Package manager clients can make rapid requests that exceed the
GitLab.com standard API rate limits.
This results in a
429 Too Many Requests error.
We have opened a set of paths to allow higher rate limits. Unless it is not possible, new package managers should follow these conventions so they can take advantage of the expanded package rate limit.
These route prefixes guarantee a higher rate limit:
/api/v4/packages/ /api/v4/projects/:project_id/packages/ /api/v4/groups/:group_id/-/packages/
When adding support to GitLab for a new package manager, the first iteration must contain the following features. You can add the features through many merge requests as needed, but all the features must be implemented when the feature flag is removed.
- Project-level API
- Push event tracking
- Pull event tracking
- Authentication with Personal Access Tokens
- Authentication with Job Tokens
- Authentication with Deploy Tokens (group and project)
- File size limit
- File format guards (only accept valid file formats for the package type)
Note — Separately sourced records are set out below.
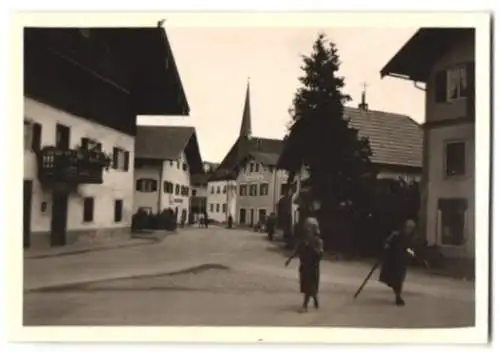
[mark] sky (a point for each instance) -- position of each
(215, 64)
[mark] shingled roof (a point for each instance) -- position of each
(167, 143)
(395, 139)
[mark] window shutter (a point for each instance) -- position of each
(36, 140)
(471, 89)
(440, 87)
(85, 143)
(127, 160)
(115, 158)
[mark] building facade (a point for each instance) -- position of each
(246, 185)
(444, 60)
(165, 159)
(80, 108)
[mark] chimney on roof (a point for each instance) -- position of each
(363, 105)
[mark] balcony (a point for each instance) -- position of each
(71, 166)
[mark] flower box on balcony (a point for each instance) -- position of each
(76, 166)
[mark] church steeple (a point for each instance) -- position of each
(246, 122)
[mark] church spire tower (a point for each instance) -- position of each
(246, 122)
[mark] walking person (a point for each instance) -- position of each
(395, 259)
(201, 220)
(309, 249)
(271, 226)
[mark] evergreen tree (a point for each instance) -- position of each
(321, 139)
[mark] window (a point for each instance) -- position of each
(121, 159)
(243, 190)
(452, 221)
(32, 136)
(455, 159)
(264, 189)
(118, 210)
(168, 187)
(454, 83)
(253, 190)
(90, 144)
(88, 209)
(146, 185)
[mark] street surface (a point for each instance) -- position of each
(221, 277)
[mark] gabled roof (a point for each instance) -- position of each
(167, 143)
(415, 59)
(394, 139)
(264, 150)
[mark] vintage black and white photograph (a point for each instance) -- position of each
(260, 175)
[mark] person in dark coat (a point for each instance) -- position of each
(309, 249)
(395, 259)
(271, 226)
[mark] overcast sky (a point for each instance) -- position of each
(214, 64)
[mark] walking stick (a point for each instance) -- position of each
(375, 266)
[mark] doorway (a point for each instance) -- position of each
(62, 137)
(59, 218)
(27, 194)
(243, 215)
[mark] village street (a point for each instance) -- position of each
(225, 277)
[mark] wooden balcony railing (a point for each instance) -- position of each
(73, 166)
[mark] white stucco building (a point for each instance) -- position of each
(444, 60)
(165, 159)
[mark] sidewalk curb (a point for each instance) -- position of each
(182, 269)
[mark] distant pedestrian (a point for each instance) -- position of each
(395, 259)
(309, 249)
(271, 226)
(201, 220)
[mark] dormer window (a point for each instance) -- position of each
(452, 84)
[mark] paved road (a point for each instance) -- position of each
(225, 277)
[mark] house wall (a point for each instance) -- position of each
(274, 178)
(147, 199)
(170, 171)
(117, 184)
(173, 172)
(438, 185)
(462, 53)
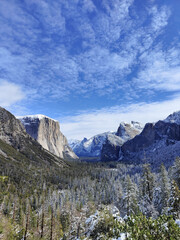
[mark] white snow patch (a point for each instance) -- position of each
(33, 117)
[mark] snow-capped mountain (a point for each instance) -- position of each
(158, 142)
(93, 147)
(90, 147)
(173, 118)
(47, 132)
(125, 132)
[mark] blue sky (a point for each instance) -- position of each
(90, 63)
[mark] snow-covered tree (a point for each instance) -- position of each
(129, 202)
(147, 192)
(165, 189)
(174, 201)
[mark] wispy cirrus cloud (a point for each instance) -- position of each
(10, 93)
(60, 48)
(88, 124)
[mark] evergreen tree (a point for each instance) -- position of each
(147, 191)
(130, 197)
(176, 171)
(174, 201)
(165, 189)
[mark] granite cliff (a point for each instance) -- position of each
(158, 143)
(111, 147)
(47, 132)
(13, 138)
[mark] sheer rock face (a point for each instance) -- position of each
(11, 129)
(112, 145)
(13, 133)
(159, 142)
(47, 132)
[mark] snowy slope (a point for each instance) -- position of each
(90, 147)
(173, 118)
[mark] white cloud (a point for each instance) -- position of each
(160, 70)
(108, 119)
(10, 93)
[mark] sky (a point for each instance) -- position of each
(90, 64)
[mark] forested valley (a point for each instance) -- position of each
(90, 201)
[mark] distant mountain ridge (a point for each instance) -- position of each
(158, 143)
(47, 132)
(90, 147)
(111, 147)
(93, 146)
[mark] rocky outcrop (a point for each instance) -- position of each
(13, 133)
(47, 132)
(90, 147)
(125, 132)
(110, 149)
(159, 142)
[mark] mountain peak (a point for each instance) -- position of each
(36, 116)
(173, 118)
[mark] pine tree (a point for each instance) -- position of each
(174, 201)
(147, 191)
(176, 171)
(165, 189)
(130, 197)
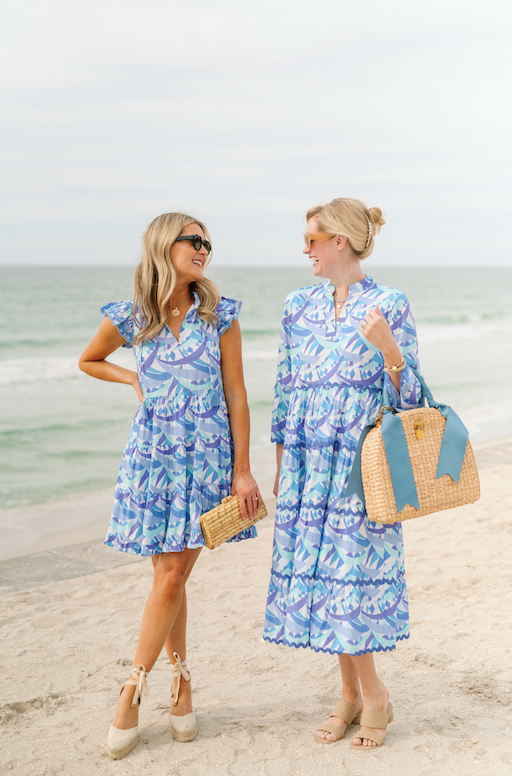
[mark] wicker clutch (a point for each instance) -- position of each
(434, 494)
(225, 521)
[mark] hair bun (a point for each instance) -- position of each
(376, 219)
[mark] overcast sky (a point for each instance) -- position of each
(246, 113)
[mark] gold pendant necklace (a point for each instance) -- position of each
(175, 311)
(340, 302)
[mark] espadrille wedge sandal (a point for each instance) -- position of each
(121, 742)
(182, 728)
(345, 712)
(373, 719)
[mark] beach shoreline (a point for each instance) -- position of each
(72, 618)
(490, 453)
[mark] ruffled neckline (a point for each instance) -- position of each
(355, 288)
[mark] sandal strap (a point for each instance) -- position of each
(372, 718)
(329, 727)
(370, 735)
(179, 669)
(344, 711)
(139, 681)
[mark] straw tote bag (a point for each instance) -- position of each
(414, 462)
(225, 521)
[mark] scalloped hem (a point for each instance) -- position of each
(311, 580)
(133, 548)
(332, 652)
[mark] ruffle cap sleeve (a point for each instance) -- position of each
(227, 311)
(121, 315)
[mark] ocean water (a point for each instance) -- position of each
(62, 433)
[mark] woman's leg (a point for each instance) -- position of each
(171, 571)
(375, 694)
(351, 694)
(176, 641)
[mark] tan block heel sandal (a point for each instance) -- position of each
(121, 742)
(182, 728)
(343, 711)
(373, 719)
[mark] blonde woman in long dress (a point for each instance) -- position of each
(338, 579)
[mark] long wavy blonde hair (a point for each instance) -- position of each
(156, 277)
(351, 218)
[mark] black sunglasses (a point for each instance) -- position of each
(196, 242)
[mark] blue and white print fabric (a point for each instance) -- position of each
(178, 461)
(337, 582)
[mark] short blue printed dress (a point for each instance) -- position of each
(338, 581)
(178, 461)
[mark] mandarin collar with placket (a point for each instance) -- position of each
(355, 290)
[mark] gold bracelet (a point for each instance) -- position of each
(397, 368)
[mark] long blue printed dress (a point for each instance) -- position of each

- Name regex with validation
- Version regex with validation
- Workhorse route for accelerated uploads
- Background workers for extracting package metadata (if applicable)
- Documentation (how to use the feature)
- API Documentation (individual endpoints with curl examples)
- Seeding in
- Update the runbook for the Grafana charts
- End-to-end feature tests for (at the minimum) publishing and installing a package
While working on the MVC, contributors might find features that are not mandatory for the MVC but can provide a better user experience. It’s generally a good idea to keep an eye on those and open issues.
Here are some examples
- Endpoints required for search
- Front end updates to display additional package information and metadata
- Limits on file sizes
- Tracking for metrics
- Read more metadata fields from the package to make it available to the front end. For example, it’s usual to be able to tag a package. Those tags can be read and saved by backend and then displayed on the packages UI.
- Endpoints for the upper levels of the remote hierarchy. This step might require you to create a naming convention
This documentation is just guidelines on how to implement a package manager to match the existing structure and logic already present in GitLab. While the structure is intended to be extendable and flexible enough to allow for any given package manager, if there is good reason to stray due to the constraints or needs of a given package manager, then it should be raised and discussed in the implementation issue or merge request to work towards the most efficient outcome.